I first logged into Kred two weeks ago, and my feeling was much more a WOW-experience. I see my influence scores based on various categories I can navigate within (to see Kred Score, Outreach level and more within the various things). I see th top communities – i.e. which is the largest. My total Influence points, users mentioning me in May, In jun. Who i’m mentioning. Overview of my 30 day follower-count, 1000 day mentions etc. In short, here I’m experiencing a wealth of influence data, which I actually feel I can work with.

Kred on InfluenceOh, and the insights have infinite scroll, so you can view your social insights from the past as well. Love it.


Of the 3 services, there is no doubt that Kred is my most preferred as I feel that I get the most data on my Influence – and who I’m influencing. I will underline quite strongly, that I have no idea which service is best for brands. However, if you want to get insights into your personal influence data, dive into it. You get access to these services for free – sign up for free, and get your insights.

4 thoughts on “Measuring Influence: Kred vs. Klout vs. Peerindex

  1. Kenneth, Andrew Grill, CEO of Kred here.

    Thanks for the review – and I am glad you like Kred so much, and fee you can actually work with the platform to gain real insights.

    Kind Regards,
    Andrew Grill

  2. I haven’t checked PeerIndex, but use the other two. Klout seems to have the lead in terms of the category, however, it may be too much of a black box approach. What are they protecting exactly?

    Kred seems to have a more open presentation that’s not only visually more appealing as you point out, but it makes you feel like you can ‘work with it’. I suspect in the future I’ll actually spend more time viewing this as an important tool in my work online.

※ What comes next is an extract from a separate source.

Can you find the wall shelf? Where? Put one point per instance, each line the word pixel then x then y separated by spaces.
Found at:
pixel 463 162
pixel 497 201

    Incidentally, I recently created a second Klout account by accident. I wrote to them to help me unwind it, but have received no response a week later. Free social media accounts definitely have their downside.

    • Agree with the whole Klout Issue, not sure what they’re protecting and i’m really missing the value of using it (apart from having brands embrace it, and target me).

      I’m interested to see what Kred will bring to the table – especially interested in seeing if they’ll develop an app, and see what that app can provide of actionable intelligence to me.

  3. Great point on what is Klout actually doing for you besides helping you get a job as a Community Manager if you have a 50+ Klout score. I have been reading Mark Shaefer’s book ROI, which goes in to much more detail about the new power of online influence that Klout and Kred definitely play a role in. They are ways of measuring your influence, but the fact that you have influence regardless of any score is what’s worth paying attention to.